Underperforming Reuters, helped along by Warburg Dillon Read, jumped 42p to 790p and Hays was lifted 67p to 882p by its strong results.
Pearson rose 40p to 1,090p after BT.AlexBrown said the media group had made a "flying start" to the year and put a 12-month target of 1,120p on the shares.
What appeared to be a rogue late trade - 593 shares at 790p - boosted building materials group RMC and the shares closed at 790p, up 83p. Most of the late afternoon trades were around 740p.
Unilever, the Anglo-Dutch giant, firmed 11p to 550p ahead of London meetings with analysts next week; US presentations are due in a few weeks. Hillsdown, splitting into three, is another holding briefings. The shares shaded 2p to 131.5p.
Jarvis Hotels, a shade firmer at 115p, was also holding investment meetings. The market expects profits of around pounds 34m (pounds 31.5m).
Vodafone, reflecting recent investment meetings and bid hopes, jumped 37p to 804p, and Norwich Union was another inspired by expectations of corporate action, improving 38p to 467p.
Ahead of results today, the pub chain JD Wetherspoon dipped 10p to 167.5p; Thomson Travel fell 5.5p to 135p on its maiden figures.
Ladbroke cantered 15.75p to 240p.
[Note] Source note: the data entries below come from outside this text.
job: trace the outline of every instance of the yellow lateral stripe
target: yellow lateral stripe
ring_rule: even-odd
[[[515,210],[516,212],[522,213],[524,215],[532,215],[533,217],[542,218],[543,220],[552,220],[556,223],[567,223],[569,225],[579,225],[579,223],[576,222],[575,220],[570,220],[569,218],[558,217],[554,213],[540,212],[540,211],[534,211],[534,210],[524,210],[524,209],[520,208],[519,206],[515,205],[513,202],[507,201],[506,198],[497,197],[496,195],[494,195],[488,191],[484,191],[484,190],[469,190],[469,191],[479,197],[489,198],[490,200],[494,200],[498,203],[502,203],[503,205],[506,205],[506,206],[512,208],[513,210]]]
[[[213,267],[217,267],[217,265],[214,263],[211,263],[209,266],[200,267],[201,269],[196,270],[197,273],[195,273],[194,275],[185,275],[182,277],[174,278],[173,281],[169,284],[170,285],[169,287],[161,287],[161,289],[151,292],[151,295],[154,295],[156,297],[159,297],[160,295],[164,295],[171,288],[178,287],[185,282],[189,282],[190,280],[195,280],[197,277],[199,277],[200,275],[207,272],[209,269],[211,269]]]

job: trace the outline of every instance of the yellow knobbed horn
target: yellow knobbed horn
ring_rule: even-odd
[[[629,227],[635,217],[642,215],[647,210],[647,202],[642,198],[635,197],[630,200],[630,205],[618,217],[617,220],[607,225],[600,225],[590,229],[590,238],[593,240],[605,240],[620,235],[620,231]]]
A monopolies decision on the betting and hotel group's takeover of the Coral betting shops from Bass is due this week. Bass was one of the few blue chips to give ground, off 18p to 817p on worries about its hotel spread. Imperial Chemical Industries was another, easing 11p to 555p on Merrill Lynch caution.
Peterhouse, a construction group, hardened 2p to 82.5p after Williams de Broe calculated a sum-of-the-parts valuation of 180p with a short term target of 120p.
Creighton, the toiletries group, made a slippery return. Suspended at 23.5p while it attempted to take over the Potter & Moore toiletries group, the shares traded at 8p.
SEAQ VOLUME: 922 million
SEAQ TRADES: 62,608
GILTS INDEX: n/a ALAN SUGAR may be immersed in the affairs of the takeover bid candidate Tottenham Hotspur, where he is chairman, but he is taking time out to meet electronics analysts in connection with his original operation. As chairman of the Amstrad electronics equipment group he plans to hold an investment meeting later this month. The shares firmed 1.25p to 29p; a few months ago they were 58.5p.
COULD A rival bid appear for Robert Walters, the recruitment group. Interestingly the rival PSD operation has quietly lifted its Walters stake to 1.79 per cent through Salomon Smith Barney. Since a US group made what is in effect a share exchange offer the value of the bid has slumped and Walters shares have fallen from approaching 400p to 306p. They have been as high as 574.5p.